Toyoda Gosei has developed a “tactile hand” that can sense the shape and hardness of objects using soft and lightweight e-Rubber sensors. This is something robots have not been able to do up to this time.
This tactile hand is being used together with robot systems from QBIT Robotics to enable robots to perform more human-like work.
Our aim is for the spread of practical robots that will be beneficial in future aging societies.

salad-robot

Barista robot

This robot combines Toyoda Gosei’s tactile hand, made with light, flexible and sensitive e-Rubber sensors, and a robot system created by QBIT Robotics Corp.

Salad robot

With e-Rubber sensors on their fingers, these robot hands possess a “sense of touch” and can perform work in a more human-like way with the ability to sense the shape and softness of objects, an ability that conventional robots have lacked.

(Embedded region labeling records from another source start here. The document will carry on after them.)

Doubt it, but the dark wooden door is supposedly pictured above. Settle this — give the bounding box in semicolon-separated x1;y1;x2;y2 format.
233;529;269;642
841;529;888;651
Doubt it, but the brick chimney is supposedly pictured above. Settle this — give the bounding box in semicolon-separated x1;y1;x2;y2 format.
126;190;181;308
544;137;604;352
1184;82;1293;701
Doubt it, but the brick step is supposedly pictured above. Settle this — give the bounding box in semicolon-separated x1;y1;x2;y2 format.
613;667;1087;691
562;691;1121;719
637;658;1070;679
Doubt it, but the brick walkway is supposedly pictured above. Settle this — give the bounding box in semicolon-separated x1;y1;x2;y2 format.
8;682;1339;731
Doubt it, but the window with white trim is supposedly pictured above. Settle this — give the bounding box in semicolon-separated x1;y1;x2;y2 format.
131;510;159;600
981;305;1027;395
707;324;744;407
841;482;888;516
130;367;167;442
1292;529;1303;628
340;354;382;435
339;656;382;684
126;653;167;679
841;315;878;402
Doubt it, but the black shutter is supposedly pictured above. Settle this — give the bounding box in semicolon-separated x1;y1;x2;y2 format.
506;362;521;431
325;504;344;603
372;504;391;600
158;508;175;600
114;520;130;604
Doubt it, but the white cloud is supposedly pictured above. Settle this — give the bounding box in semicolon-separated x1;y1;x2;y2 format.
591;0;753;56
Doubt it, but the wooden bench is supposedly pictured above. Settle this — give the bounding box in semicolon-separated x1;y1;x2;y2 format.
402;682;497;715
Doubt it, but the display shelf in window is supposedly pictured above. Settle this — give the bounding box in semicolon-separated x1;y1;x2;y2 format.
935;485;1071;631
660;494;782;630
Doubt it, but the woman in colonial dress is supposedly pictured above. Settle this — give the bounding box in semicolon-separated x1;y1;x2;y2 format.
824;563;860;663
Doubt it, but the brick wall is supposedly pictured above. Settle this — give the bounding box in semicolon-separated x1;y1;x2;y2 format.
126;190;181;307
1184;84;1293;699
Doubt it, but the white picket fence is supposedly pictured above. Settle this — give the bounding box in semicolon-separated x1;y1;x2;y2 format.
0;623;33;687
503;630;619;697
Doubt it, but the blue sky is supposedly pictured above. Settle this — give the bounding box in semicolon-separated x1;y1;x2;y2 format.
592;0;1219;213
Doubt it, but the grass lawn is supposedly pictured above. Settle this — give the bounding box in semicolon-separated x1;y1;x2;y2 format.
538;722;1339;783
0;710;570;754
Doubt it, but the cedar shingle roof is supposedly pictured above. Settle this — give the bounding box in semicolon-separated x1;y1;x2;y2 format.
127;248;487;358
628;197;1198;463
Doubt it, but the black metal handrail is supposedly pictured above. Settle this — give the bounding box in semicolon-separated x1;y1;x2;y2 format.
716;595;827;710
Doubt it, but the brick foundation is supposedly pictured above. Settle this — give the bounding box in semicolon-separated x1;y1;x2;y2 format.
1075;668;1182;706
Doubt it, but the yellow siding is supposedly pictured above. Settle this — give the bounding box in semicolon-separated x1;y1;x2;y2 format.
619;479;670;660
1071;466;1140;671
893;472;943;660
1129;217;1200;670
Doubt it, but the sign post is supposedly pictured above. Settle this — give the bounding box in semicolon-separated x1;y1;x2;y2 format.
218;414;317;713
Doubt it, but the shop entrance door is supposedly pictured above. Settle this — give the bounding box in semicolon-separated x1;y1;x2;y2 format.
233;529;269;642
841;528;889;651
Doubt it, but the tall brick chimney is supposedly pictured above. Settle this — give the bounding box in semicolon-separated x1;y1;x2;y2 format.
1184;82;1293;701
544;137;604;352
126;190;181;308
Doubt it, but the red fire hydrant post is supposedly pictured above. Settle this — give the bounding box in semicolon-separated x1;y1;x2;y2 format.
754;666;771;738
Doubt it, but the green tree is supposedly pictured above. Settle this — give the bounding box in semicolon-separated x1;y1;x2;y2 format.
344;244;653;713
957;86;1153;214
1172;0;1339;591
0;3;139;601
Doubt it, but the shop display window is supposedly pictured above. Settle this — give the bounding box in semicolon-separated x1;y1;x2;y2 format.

Highly accurate e-Rubber sensors enable just one hand to handle various objects, whether they are heavy, light (less than 100 grams), or soft.
Aging societies with fewer children are rapidly expanding in many advanced countries, and one of the serious social issues is a labor shortage in manufacturing, service, social-welfare and many other fields. Robots that perform work on behalf of humans hold much promise. Toyoda Gosei is collaborating with QBIT Robotics, a startup that develops systems centered on collaborative robots that work together with humans for use in the service industry, including food service and entertainment. The two companies aim to develop practical robots that can be used for support in aging societies with fewer children.